After announcing plans for an all-electric lineup of SUVs, Ford has backtracked and replaced them with hybrid models – a strategic shift that will cost the company upwards of US$1.5 billion. The company also said that only 30 per cent of its annual capital expenditure will be spent on electric vehicles, down significantly from the 40 per cent previously indicated. 

By focusing on hybrid tech, companies like Ford are looking to meet customers where they are now rather than where they might be in the future. All evidence suggests that EVs will still dominate the industry eventually, but getting there will take a little longer than everyone expected at first – and the players who were hyped before might not hang around long enough to enjoy those future benefits.   

Much of this will also depend on the policies that Governments roll out around the world. Locally, we’ve seen EV adoption hit hard off the back of the removal of Government subsidies like the Clean Car discount, but our small consumer base isn’t quite enough to move international markets.  

This is why EV manufacturers and investors will be watching the upcoming US Election debate closely.  

There are very few topics on which Democratic nominee Kamala Harris and Republican nominee Donald Trump differ more markedly than policies to do with energy. 

Until now, both candidates have been cautious in terms of releasing any definitive policy positions but the upcoming debates – particularly the first one – will present a preview of what the United States could look like under Harris or Trump.  

Harris has thus far suggested that she will continue pushing the green energy agenda, which saw massive investment from US President Joe Biden off the back of the Covid pandemic. The corporate world has also responded by investing significantly in green energy, but at least some of this could be lost if the Republicans took power.   

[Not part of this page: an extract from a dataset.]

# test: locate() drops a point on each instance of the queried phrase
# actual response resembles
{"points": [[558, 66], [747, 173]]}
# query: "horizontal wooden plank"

Trump on the other hand indicated that he would roll back environmental regulation and boost oil and gas drilling to extract maximum value from these fossil fuels. This, of course, does not bode well for EV companies – and it does cast a slightly different light on why Tesla founder Elon Musk has cosied up to Trump in recent months.  

That said, Trump has also upped his rhetoric against China, which could work in Tesla’s favour should we see a return of the trade war tensions brimming between Beijing and Washington. 

The point here is that any investors or companies with interests in the EV sector will be watching closely to find any hints of what surprises the next US administration might have in store. 

While it did look likely for a while that Trump would easily win the next election, the rapid rise of Harris has upped the uncertainty and the stock market – particularly among companies caught in the policy divide – could be facing some volatility in the coming months. 

For those EV stocks that have been hammered over the last year and a half, the rough ride looks far from over. Competition among the top EV brands is expected to intensify in the rest of 2024 and that’s good for consumers. 

Market data and information in this article is accurate as of 5th September 2024.